So when he breathes slowly and deeply in a restful sleep (rather than his fitful catnaps), I savor the sound and offer up a small prayer of gratitude.  In the chaos of early motherhood, and inability to accomplish anything except caring for my child, I have found a way to meditate as I used to with yoga.  It’s no longer my own breath I focus on in these stolen moments, but when I open my eyes, I’m centered enough to rejoin the world and all of its noise- including a babe awaking.

My Archer

It has been so long since I have written here that I hadn’t even yet written about being pregnant (though I was about 7 weeks at the time of my last post), and now I have my 7-week-old son sleeping beside me.  Actually now he is trying to wake up beside me, and as I soothe him back to sleep, I am reminded of how grateful I am.  But now I feel as though I’m starting to come out of a deep haze I’ve been in since the last week of April, and I am trying to work my way back to putting my life into words.

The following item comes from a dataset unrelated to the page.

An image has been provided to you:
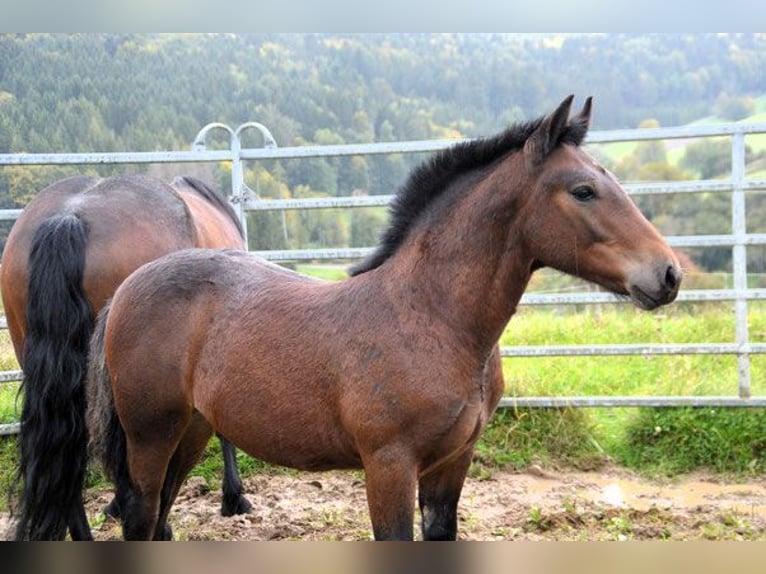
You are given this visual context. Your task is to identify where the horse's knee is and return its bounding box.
[421,503,457,540]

There were lots of reasons I didn’t write about being pregnant.  I started off thrilled to discover the news, and yet terrified of telling the world.  I wanted to hold it to my chest to ward off pain in case anything happened.  It had taken so long that I couldn’t quite believe it was true, and then couldn’t believe it would continue to be true and not a brief, fleeting possibility of a being.  I couldn’t fully revel in the joy as some part of me believed it would be tempting fate.  Matthew was openly thrilled and didn’t understand my hesitation and slowness with sharing.  After a few weeks I started to have “morning sickness” (though mine was in the evenings), and so sickness and exhaustion consumed me, and I did not write.

But mostly, I did not write because I did not know what was coming.  Now I know it was my Archer.

I’ve realized I want to remember things from those 39 weeks when I shared my body with my child, and I am trying to process the birth and his early days in the world in NICU.  I may have to work backward to work forward, I have decided, and these stories will come in snippets as I am able to put two hands to the keyboard.

Until all of the words work their way to the surface, however, these are the things I know at this moment: I have a son, and a family, and it feels like this was always meant to be.  I’ve truly never been so content.